Regarding his then-new role as a starter, Bullitt stated: "You always want to be a starter. That's why you come to the NFL. You don't want to come in and be a backup. You have to learn and you have to wait your time. You have to be patient, because anytime, an opportunity may come. Mine came this year, and I just wanted to go out and do the best I can and show people in the league I can play, too."

=== 2009 season ===
In January 2009, Bullitt was named the "emerging star" of the AFC South by an ESPN.com blogger; seven other players representing each division of the league were named one, as well. The players were picked based on their performances in the 2008 season.

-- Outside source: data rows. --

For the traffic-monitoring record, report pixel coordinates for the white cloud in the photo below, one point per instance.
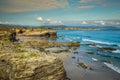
(85, 7)
(31, 5)
(49, 21)
(83, 22)
(40, 19)
(101, 2)
(100, 22)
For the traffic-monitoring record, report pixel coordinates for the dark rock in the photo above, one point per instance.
(90, 52)
(73, 57)
(91, 44)
(85, 66)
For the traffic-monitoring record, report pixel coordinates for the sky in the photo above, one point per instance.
(60, 12)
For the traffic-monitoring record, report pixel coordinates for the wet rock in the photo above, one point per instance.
(73, 44)
(75, 52)
(73, 57)
(53, 34)
(90, 53)
(91, 44)
(29, 66)
(85, 66)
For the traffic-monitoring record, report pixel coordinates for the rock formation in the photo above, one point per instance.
(31, 66)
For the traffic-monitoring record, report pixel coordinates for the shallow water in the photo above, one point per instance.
(110, 39)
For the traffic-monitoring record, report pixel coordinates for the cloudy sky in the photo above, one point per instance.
(60, 12)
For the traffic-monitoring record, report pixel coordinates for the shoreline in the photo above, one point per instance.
(99, 72)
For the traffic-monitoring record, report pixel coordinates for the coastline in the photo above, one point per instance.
(69, 57)
(99, 72)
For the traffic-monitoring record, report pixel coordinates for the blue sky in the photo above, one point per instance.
(60, 12)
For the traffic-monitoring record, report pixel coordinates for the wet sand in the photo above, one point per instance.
(99, 72)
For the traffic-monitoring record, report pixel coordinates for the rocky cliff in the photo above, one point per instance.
(26, 65)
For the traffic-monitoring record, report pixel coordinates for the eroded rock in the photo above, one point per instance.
(30, 66)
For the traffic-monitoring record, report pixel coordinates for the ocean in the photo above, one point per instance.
(100, 39)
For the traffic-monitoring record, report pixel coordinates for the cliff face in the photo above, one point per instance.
(29, 66)
(18, 62)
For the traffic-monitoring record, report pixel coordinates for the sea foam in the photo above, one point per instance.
(116, 51)
(96, 41)
(117, 69)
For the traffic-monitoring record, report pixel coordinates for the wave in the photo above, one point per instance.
(116, 51)
(68, 39)
(96, 41)
(94, 59)
(117, 69)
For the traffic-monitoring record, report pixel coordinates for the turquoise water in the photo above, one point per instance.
(101, 38)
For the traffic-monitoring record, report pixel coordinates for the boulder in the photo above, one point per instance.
(85, 66)
(31, 66)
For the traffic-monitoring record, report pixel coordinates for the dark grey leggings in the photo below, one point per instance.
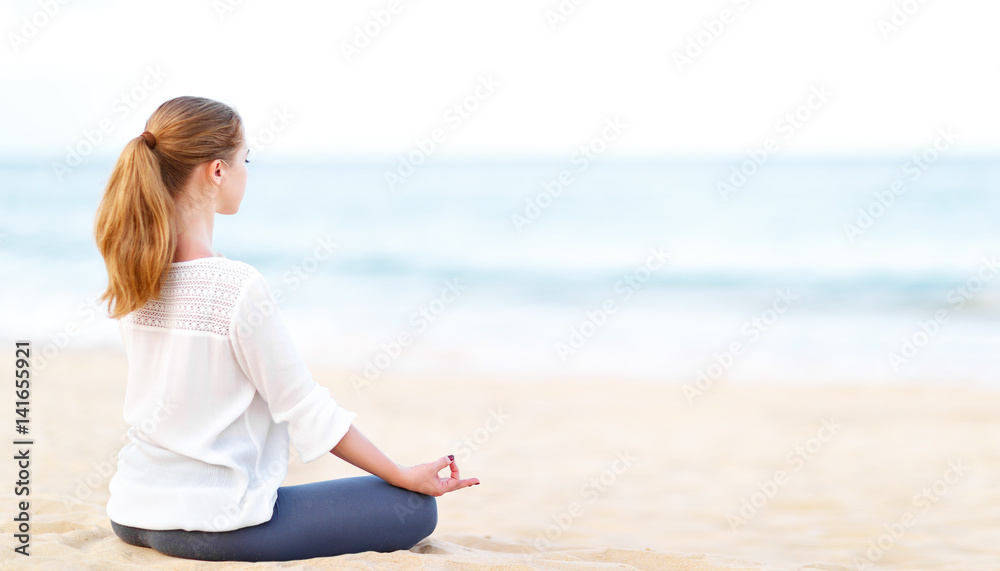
(321, 519)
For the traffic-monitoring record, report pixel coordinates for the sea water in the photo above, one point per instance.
(807, 271)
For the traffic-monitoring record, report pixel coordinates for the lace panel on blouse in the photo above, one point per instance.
(196, 297)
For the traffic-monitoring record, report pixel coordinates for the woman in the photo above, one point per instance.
(216, 387)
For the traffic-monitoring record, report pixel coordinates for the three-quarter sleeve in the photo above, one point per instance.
(269, 358)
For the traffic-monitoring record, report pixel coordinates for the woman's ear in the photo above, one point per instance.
(216, 173)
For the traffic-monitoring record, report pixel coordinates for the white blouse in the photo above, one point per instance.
(215, 389)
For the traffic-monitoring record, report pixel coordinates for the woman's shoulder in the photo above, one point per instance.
(215, 269)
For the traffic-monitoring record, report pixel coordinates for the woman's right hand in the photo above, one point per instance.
(424, 478)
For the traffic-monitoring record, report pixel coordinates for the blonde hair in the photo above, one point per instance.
(134, 227)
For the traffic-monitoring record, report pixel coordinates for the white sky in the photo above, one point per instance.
(557, 87)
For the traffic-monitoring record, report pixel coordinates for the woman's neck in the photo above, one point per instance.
(194, 234)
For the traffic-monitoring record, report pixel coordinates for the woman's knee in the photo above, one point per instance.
(418, 514)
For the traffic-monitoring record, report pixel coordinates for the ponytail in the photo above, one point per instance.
(134, 227)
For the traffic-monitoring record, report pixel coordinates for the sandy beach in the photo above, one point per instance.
(587, 475)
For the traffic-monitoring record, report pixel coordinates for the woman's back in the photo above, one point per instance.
(211, 368)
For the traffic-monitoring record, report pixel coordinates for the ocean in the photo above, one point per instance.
(668, 271)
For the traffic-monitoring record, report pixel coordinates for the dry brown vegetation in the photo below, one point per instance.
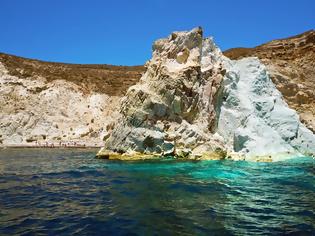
(109, 79)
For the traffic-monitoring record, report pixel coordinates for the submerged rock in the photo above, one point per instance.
(193, 102)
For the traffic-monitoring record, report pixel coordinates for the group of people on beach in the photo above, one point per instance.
(60, 144)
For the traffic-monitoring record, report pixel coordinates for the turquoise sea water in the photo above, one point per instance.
(67, 191)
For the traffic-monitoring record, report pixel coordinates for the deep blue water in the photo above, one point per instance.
(64, 192)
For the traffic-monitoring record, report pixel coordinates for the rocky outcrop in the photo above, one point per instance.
(171, 109)
(253, 118)
(46, 103)
(291, 65)
(194, 102)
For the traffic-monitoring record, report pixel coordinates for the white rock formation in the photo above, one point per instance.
(172, 105)
(253, 118)
(182, 105)
(33, 109)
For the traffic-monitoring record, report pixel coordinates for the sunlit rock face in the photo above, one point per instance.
(253, 118)
(193, 101)
(171, 108)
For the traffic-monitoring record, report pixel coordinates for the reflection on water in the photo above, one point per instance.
(67, 191)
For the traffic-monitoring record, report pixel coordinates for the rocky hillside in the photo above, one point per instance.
(193, 102)
(45, 103)
(108, 79)
(291, 64)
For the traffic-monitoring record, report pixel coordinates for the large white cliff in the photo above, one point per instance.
(253, 118)
(194, 102)
(37, 112)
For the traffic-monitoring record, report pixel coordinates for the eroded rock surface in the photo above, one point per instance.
(291, 65)
(38, 112)
(193, 102)
(171, 109)
(253, 118)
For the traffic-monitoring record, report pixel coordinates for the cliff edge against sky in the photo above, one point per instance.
(58, 103)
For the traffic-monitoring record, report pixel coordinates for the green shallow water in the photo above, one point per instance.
(67, 191)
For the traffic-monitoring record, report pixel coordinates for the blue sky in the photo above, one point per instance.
(121, 32)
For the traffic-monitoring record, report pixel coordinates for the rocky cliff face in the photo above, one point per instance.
(53, 103)
(291, 64)
(171, 108)
(194, 102)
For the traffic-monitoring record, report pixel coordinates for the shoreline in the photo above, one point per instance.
(51, 147)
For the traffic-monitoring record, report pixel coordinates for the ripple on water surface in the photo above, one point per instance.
(67, 191)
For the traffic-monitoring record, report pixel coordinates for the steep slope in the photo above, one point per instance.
(55, 103)
(171, 108)
(291, 64)
(108, 79)
(194, 102)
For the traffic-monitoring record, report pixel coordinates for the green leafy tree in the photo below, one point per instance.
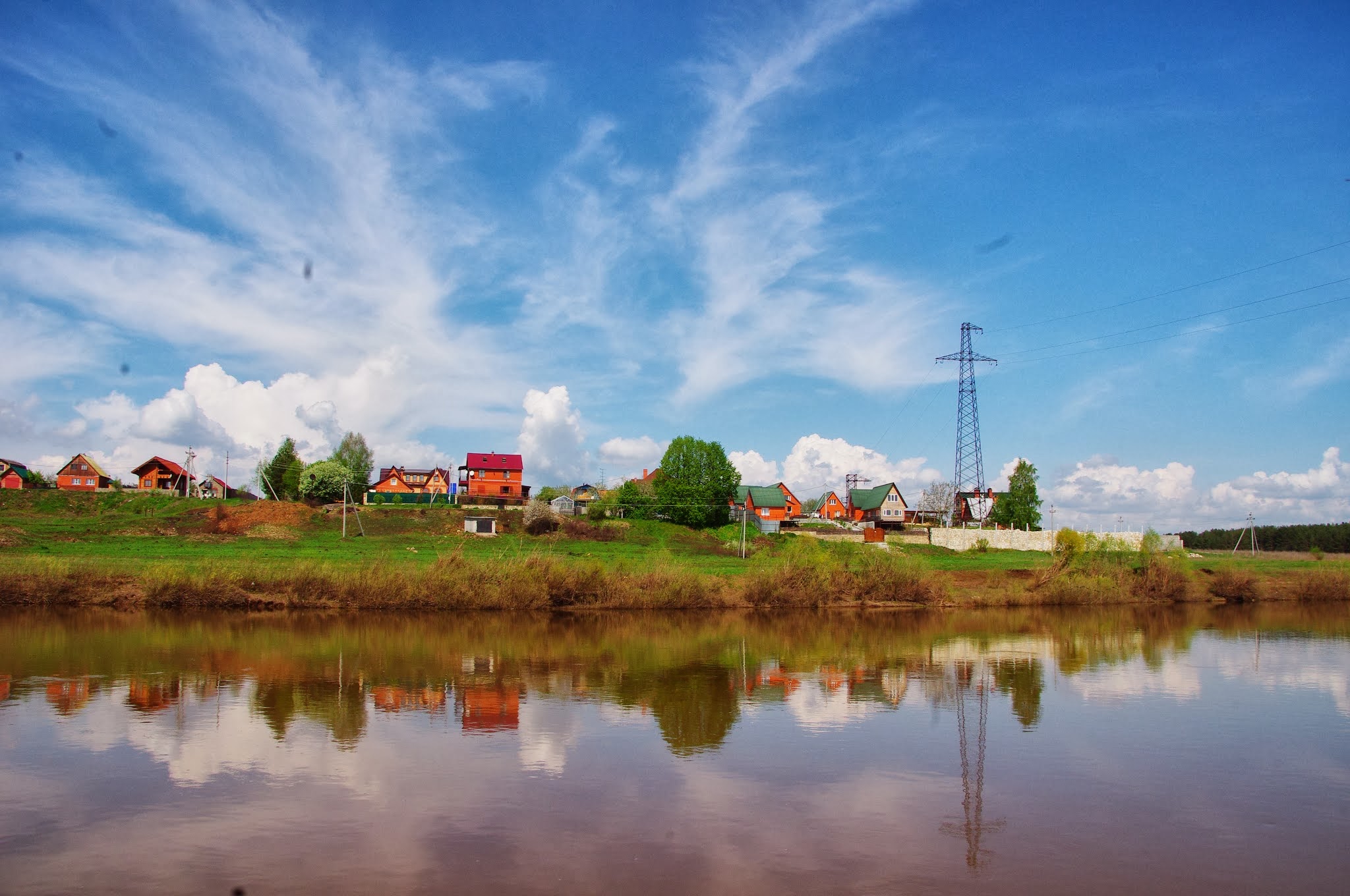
(1021, 507)
(354, 454)
(324, 481)
(697, 484)
(279, 477)
(636, 501)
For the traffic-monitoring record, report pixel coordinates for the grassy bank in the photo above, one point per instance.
(129, 549)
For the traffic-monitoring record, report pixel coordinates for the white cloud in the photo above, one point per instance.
(1098, 490)
(817, 463)
(755, 470)
(551, 436)
(627, 458)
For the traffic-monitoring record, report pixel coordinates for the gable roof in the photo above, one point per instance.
(763, 495)
(88, 461)
(873, 498)
(493, 461)
(167, 464)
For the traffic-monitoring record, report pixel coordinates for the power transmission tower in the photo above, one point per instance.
(970, 461)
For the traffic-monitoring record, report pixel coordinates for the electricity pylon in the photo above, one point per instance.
(970, 462)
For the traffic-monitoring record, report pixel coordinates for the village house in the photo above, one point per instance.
(831, 508)
(492, 478)
(403, 481)
(882, 505)
(13, 474)
(82, 474)
(163, 475)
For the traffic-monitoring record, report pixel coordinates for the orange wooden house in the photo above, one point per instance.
(163, 475)
(403, 481)
(831, 508)
(82, 474)
(492, 478)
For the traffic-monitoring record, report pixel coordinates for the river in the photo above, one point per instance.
(1187, 749)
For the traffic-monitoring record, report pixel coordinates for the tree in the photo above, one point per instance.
(1020, 508)
(697, 484)
(324, 481)
(635, 499)
(939, 499)
(354, 454)
(279, 477)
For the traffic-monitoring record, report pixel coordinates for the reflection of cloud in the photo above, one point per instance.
(1175, 679)
(204, 739)
(547, 731)
(819, 709)
(1308, 665)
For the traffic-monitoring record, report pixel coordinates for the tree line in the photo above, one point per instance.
(288, 478)
(1325, 536)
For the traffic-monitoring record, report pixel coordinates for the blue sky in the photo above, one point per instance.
(579, 230)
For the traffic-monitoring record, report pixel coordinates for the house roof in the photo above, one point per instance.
(167, 464)
(493, 461)
(762, 495)
(88, 461)
(873, 498)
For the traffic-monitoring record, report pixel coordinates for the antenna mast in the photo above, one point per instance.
(970, 461)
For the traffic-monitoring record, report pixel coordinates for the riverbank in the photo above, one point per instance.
(154, 551)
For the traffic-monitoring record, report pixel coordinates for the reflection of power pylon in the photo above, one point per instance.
(972, 793)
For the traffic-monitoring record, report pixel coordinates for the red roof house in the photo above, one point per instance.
(492, 478)
(163, 475)
(82, 474)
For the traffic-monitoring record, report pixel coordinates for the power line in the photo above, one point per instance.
(1189, 332)
(1172, 292)
(1179, 320)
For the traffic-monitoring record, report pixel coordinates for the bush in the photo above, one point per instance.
(1068, 544)
(1234, 583)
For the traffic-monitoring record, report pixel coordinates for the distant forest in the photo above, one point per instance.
(1333, 538)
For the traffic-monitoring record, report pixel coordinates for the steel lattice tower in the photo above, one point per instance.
(970, 461)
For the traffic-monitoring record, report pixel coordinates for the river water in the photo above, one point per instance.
(1132, 749)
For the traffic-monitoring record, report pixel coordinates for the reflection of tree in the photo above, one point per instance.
(1025, 681)
(342, 710)
(694, 705)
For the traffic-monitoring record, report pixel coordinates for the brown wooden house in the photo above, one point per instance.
(82, 474)
(163, 475)
(492, 478)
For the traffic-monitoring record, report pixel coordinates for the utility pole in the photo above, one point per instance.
(970, 462)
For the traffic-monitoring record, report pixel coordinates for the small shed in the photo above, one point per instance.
(481, 525)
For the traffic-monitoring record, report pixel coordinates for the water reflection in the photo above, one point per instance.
(786, 753)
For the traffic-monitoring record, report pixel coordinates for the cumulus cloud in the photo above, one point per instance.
(551, 436)
(1100, 489)
(755, 470)
(817, 463)
(627, 458)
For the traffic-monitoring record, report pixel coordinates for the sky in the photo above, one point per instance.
(581, 230)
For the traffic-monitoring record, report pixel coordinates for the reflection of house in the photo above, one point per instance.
(488, 709)
(13, 474)
(882, 505)
(403, 481)
(81, 474)
(69, 696)
(152, 696)
(163, 475)
(492, 478)
(400, 699)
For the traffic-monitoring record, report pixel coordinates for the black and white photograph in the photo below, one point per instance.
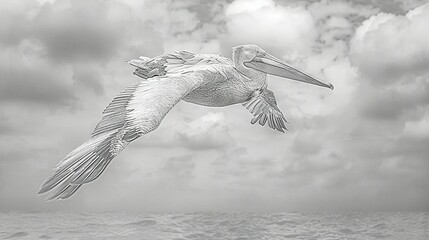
(223, 120)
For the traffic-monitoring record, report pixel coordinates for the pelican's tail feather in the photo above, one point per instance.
(82, 165)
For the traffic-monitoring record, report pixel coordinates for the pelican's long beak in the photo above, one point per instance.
(274, 66)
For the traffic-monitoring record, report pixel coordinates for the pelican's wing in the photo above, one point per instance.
(264, 109)
(139, 109)
(173, 63)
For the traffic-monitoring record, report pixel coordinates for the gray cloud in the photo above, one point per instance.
(361, 146)
(34, 85)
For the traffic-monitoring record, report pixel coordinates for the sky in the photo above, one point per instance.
(363, 146)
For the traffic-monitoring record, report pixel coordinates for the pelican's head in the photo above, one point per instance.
(254, 57)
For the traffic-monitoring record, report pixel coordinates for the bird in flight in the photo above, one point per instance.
(203, 79)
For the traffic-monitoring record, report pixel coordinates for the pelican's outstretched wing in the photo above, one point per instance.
(139, 109)
(173, 63)
(264, 108)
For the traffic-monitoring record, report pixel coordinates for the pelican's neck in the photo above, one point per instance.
(256, 79)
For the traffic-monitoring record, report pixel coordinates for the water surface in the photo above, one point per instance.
(237, 226)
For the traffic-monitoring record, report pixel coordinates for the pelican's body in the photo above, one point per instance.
(203, 79)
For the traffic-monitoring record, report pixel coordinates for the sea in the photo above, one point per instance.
(204, 225)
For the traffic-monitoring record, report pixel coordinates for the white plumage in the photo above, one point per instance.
(203, 79)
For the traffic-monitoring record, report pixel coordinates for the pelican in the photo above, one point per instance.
(203, 79)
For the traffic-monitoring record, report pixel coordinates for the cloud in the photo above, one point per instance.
(388, 46)
(281, 29)
(206, 132)
(89, 77)
(34, 84)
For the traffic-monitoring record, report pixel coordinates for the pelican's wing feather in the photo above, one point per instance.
(138, 110)
(174, 63)
(264, 108)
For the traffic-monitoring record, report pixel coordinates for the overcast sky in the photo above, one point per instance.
(363, 146)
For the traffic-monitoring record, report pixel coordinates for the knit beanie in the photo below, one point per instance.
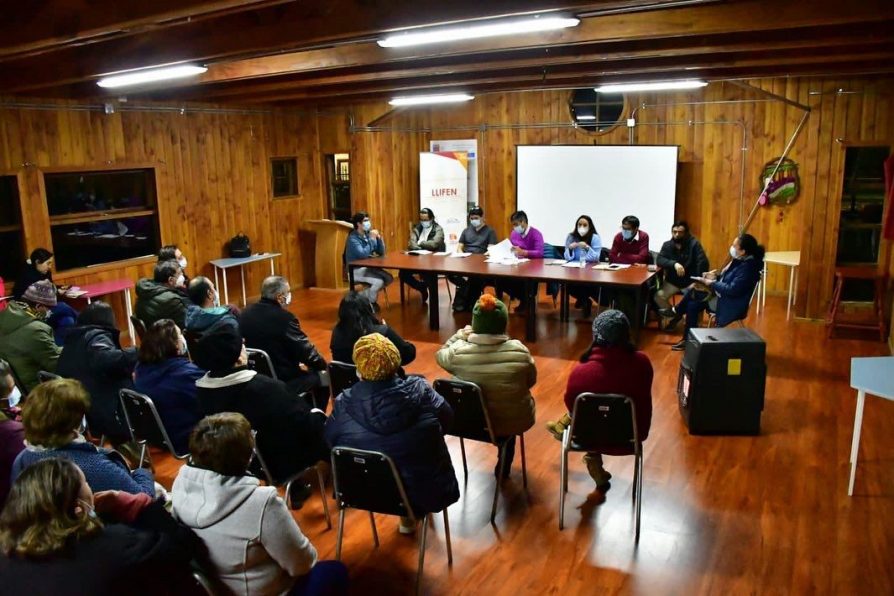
(377, 359)
(218, 350)
(611, 328)
(41, 292)
(489, 315)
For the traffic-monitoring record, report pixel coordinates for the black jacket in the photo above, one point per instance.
(692, 256)
(343, 340)
(290, 436)
(93, 355)
(268, 326)
(151, 558)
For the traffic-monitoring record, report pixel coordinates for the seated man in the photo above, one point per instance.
(26, 341)
(680, 258)
(527, 243)
(500, 365)
(427, 235)
(474, 239)
(205, 314)
(268, 325)
(162, 296)
(290, 434)
(403, 418)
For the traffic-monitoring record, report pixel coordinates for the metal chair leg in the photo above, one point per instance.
(421, 554)
(340, 533)
(323, 497)
(447, 536)
(372, 522)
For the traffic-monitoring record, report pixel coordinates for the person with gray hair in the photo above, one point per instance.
(611, 364)
(268, 325)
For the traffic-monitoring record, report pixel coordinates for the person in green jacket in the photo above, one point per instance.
(26, 342)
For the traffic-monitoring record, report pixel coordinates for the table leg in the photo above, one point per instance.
(129, 311)
(855, 443)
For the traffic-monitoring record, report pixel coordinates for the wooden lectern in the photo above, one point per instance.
(330, 244)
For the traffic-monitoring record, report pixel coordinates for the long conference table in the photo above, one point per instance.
(532, 272)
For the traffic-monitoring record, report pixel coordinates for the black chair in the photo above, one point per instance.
(598, 421)
(369, 481)
(287, 483)
(259, 361)
(341, 376)
(145, 424)
(472, 421)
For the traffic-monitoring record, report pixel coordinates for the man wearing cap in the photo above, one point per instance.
(26, 341)
(403, 418)
(610, 365)
(290, 434)
(502, 367)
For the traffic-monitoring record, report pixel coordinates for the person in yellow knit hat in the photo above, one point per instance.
(403, 418)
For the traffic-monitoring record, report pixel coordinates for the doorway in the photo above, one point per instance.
(338, 175)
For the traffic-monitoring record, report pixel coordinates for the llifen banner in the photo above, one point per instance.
(443, 188)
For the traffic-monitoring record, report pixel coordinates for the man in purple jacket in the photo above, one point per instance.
(527, 243)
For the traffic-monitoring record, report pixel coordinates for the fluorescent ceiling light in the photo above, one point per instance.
(151, 75)
(478, 30)
(661, 86)
(416, 100)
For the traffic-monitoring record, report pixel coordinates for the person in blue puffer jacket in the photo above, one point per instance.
(403, 418)
(166, 375)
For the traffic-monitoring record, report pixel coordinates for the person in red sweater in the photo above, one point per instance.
(612, 364)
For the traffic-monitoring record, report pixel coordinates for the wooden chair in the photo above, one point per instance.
(598, 421)
(369, 481)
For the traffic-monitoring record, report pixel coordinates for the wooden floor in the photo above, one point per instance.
(721, 515)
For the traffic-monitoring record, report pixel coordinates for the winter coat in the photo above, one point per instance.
(290, 435)
(254, 544)
(157, 301)
(405, 419)
(433, 239)
(343, 340)
(615, 370)
(172, 387)
(27, 344)
(103, 469)
(504, 370)
(150, 557)
(267, 326)
(734, 289)
(690, 254)
(93, 355)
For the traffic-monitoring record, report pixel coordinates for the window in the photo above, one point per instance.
(284, 175)
(12, 246)
(594, 111)
(102, 216)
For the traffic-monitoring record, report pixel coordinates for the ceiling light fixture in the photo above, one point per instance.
(659, 86)
(478, 30)
(418, 100)
(151, 75)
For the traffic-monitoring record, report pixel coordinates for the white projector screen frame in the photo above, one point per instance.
(556, 184)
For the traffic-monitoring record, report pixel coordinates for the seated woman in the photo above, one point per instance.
(403, 418)
(93, 355)
(356, 319)
(730, 291)
(611, 365)
(254, 544)
(52, 540)
(583, 242)
(166, 375)
(501, 366)
(52, 417)
(39, 268)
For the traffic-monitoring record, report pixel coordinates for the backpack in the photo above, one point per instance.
(240, 246)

His teammates elected him as one of the two 2009 special-teams captains. He started the season as a starter, replacing the injured Bob Sanders.
He was named the "Unsung Hero of the Week" for week 3 by USA Today for his performance against the Arizona Cardinals. Bullitt forced a fumble and also prevented an airborne player from scoring a touchdown at the goal line.

Bullitt also made a crucial fourth-down stop in the 35–34 victory over the New England Patriots.

For the second straight year, Bullitt made USA Today's "All-Joe" team.

=== 2010–2011 seasons ===
In October 2010, Bullitt was placed on injured reserve and missed the rest of the season.

Three weeks into the 2011 season, Bullitt was placed on injured reserve. He was released following the 2011 season on March 9, 2012.

==NFL career statistics==

Legend
| Bold | Career high |

===Regular season===

Year: Team; Games; Tackles; Interceptions; Fumbles
GP: GS; Cmb; Solo; Ast; Sck; TFL; Int; Yds; TD; Lng; PD; FF; FR; Yds; TD
2007: IND; 15; 0; 28; 23; 5; 0.0; 1; 1; 0; 0; 0; 1; 0; 0; 0; 0
2008: IND; 15; 9; 72; 59; 13; 0.0; 3; 4; 7; 0; 3; 9; 1; 0; 0; 0
2009: IND; 14; 12; 77; 63; 14; 0.0; 1; 0; 0; 0; 0; 1; 1; 0; 0; 0
2010: IND; 4; 3; 14; 11; 3; 0.0; 0; 1; 19; 0; 19; 1; 0; 0; 0; 0
2011: IND; 2; 2; 11; 6; 5; 0.0; 0; 1; 15; 0; 15; 1; 0; 0; 0; 0
50; 26; 202; 162; 40; 0.0; 5; 7; 41; 0; 19; 13; 2; 0; 0; 0

===Playoffs===

Year: Team; Games; Tackles; Interceptions; Fumbles
GP: GS; Cmb; Solo; Ast; Sck; TFL; Int; Yds; TD; Lng; PD; FF; FR; Yds; TD
2007: IND; 1; 0; 1; 0; 1; 0.0; 0; 0; 0; 0; 0; 0; 0; 0; 0; 0
2008: IND; 1; 0; 4; 3; 1; 0.0; 0; 0; 0; 0; 0; 1; 0; 0; 0; 0
2009: IND; 3; 3; 8; 8; 0; 0.0; 0; 0; 0; 0; 0; 2; 0; 0; 0; 0
5; 3; 13; 11; 2; 0.0; 0; 0; 0; 0; 0; 3; 0; 0; 0; 0

==Post-playing career==
Following his retirement, Bullitt was named coach of the Legends Football League's Dallas Desire for the franchise's return in 2016. His brother Terrance will be his assistant.

Melvin maintains an athletic training facility with his family in Rowlett, Texas.

==Personal==
During his playing career, Melvin wore the number 33 in honor of his father, Jerry Bullitt, who wore the number as a linebacker at Texas A&M. When asked about his number, Melvin stated: "I kind of feel like when I'm wearing (No. 33), a piece of my dad is with me when I'm on the field." Teammate Dominic Rhodes previously wore the same number for six seasons from 2001 to 2006 before playing the 2007 season for the Oakland Raiders. Once Rhodes returned to the Colts prior to the 2008 season, he tried to get the number back and even offered Bullitt serious money for it, but to no avail.